A nulidade do mútuo determina a nulidade da hipoteca nos termos do artigo 730.º, al. a) do CC.

Pediu:

A procedência dos embargos, com as legais consequências.

O Exequente contestou.

Disse, em resumo:

A Embargante coloca em causa o mútuo, mas não a escritura pública de constituição de hipoteca.

A Embargante faz parte do mesmo grupo económico que o da mutuária P..., S.A., inclusive com administradores comuns.

O mutuo foi creditado em conta da P..., S.A., por ser a mutuária.
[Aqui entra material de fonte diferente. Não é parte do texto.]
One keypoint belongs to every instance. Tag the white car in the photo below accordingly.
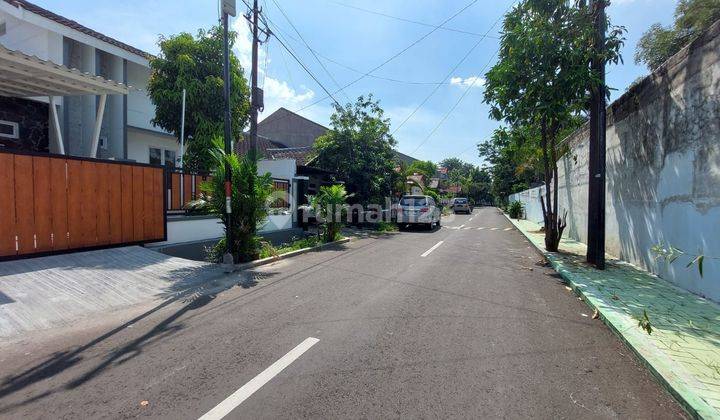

Também não foram alegados quaisquer factos de onde se possa concluir pela simulação.

A Embargante litiga de má fé e em venire contra factum proprium.

2.

Prosseguiu o processo os seus termos, tendo, a final, sido proferida sentença na qual foi decidido:

«Com os fundamentos de facto e de direito enunciados, julgo totalmente improcedentes, por não provados, os presentes embargos de executado e, em consequência, determino o prosseguimento da execução;»

3.

Inconformada recorreu a embargante.

Rematando as suas alegações com as seguintes conclusões:

A. O tribunal a quo fez uma errada interpretação dos factos e uma errada análise da prova produzida nos presentes autos, olvidando que o Doc. 2 do Requerimento Probatório da Embargada, de 10.09.2021 (Ref.ª Citius: 7985295) demonstra claramente que esta sempre soube que os €457.000,00 creditados na conta de movimentos à ordem da P..., S.A.., foram por esta utilizados para liquidar responsabilidades por si anteriormente assumidas.

B. A constituição da hipoteca a favor da embargada, incidente sobre as frações autónomas designadas pelas letras ..., ..., ... e ... do prédio urbano em regime de propriedade horizontal, sito na Avenida ..., em ..., descrito na ... Conservatória do Registo Predial ... sob a ficha ...8 e inscrito na matriz predial respetiva sob o artigo n.º ...23.º da freguesia e concelho ... é nula, por ser contrária à lei.

C. Resulta dos autos que a embargante tem por objeto social a construção civil e obras públicas, reparação e comercialização de edifícios e a compra e venda de propriedades e não a prestação de garantias a terceiras entidades.

D. A capacidade das pessoas coletivas abrange (apenas) os direitos e obrigações necessários ou convenientes à prossecução dos seus fins.

E. Do simples cotejo da ata da Assembleia Geral da embargante 10 de maio de 2010, logo se constata que a embargante não tinha no seu corpo social qualquer participação da P..., S.A., pelo que não estava numa relação de domínio ou de grupo com a mesma.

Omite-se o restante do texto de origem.